The border fence then would be a counterproductive waste of our tax money, not a solution to the problem of illegal immigration. So what is the solution to the illegal immigration crisis?
The best solution to the illegal immigration crisis would be to eliminate the demand for illegal immigrants. If people in Latin America knew they couldn’t find work in the USA, they wouldn’t come here.
Poor Latin Americans can find work in the US because there’s no real penalty for employing illegal immigrants. If instead of wasting our tax dollars on the border fence we Americans enforced the laws against employing illegal immigrants we could end the problem.
Suppose we enforced the federal law to seize the assets of the employers of illegal immigrants. Illegal immigrants working at Disneyland seize the place and sell it at auction. Or the racketeering laws if Wal-Mart hires a contractor that employees illegal immigrants indict Wal-Mart’s top executives for conspiring to evade federal laws. Take away the business license of any business that employs illegal immigrants. For a change punish the rich white guys in the expensive suits and leave the poor working class Latinos alone.
Of course this would be far cheaper than the border fence. Make an example of a few wealthy businessmen and the market for illegal labor would dry up. The illegal immigrants would stop coming and the problem would go away.

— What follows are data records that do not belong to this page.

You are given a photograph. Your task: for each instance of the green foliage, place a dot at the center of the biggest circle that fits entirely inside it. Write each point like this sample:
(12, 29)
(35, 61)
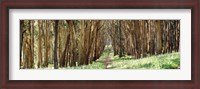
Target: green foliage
(163, 61)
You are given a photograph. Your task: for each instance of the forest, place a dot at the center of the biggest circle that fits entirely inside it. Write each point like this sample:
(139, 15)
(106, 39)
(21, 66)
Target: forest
(99, 44)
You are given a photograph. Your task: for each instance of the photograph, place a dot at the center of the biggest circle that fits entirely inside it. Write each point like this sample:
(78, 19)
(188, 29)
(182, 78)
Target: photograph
(99, 44)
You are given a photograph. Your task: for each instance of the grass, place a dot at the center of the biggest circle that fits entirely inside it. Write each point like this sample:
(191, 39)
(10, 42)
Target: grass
(163, 61)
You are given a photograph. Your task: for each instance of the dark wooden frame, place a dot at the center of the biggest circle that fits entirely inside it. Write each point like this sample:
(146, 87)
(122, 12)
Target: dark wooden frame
(99, 4)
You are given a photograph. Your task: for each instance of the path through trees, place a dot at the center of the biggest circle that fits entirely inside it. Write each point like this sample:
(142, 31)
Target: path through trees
(71, 43)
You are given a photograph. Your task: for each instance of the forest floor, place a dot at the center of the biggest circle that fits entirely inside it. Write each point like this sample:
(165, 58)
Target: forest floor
(163, 61)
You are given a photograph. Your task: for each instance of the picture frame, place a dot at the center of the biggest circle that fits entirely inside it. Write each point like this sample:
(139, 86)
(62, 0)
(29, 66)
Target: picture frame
(99, 4)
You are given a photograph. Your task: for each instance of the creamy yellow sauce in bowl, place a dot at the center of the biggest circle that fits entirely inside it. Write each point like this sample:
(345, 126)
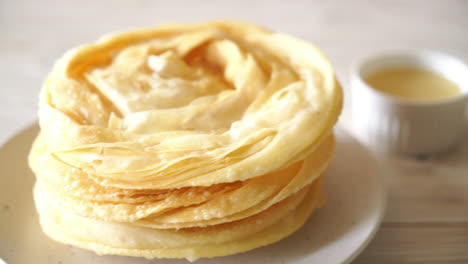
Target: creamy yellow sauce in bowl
(409, 101)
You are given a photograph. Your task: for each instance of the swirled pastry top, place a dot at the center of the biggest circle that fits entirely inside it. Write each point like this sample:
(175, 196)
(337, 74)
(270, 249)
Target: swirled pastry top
(188, 105)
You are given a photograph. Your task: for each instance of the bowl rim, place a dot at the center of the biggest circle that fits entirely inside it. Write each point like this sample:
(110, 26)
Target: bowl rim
(410, 54)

This isn’t going to happen so we’ll still have illegal immigration and the cheap labor it creates a phenomenon that undermines under national economy. Instead of adopting the latest technology, employers hire cheap illegal immigrants and fall behind in the international competition. Japan meanwhile is developing the next generation of robots and automated machines posing that nation on the cutting edge of industrial production.
For the good of our country it’s time to abandon the neat and plausible solution of the border fence and look for real answers. Unfortunately, our political leaders, their pockets stuffed with cash from the employers of illegal immigrants, have no incentive to do that.
*Taken from “Prejudices Second Series, 1920.”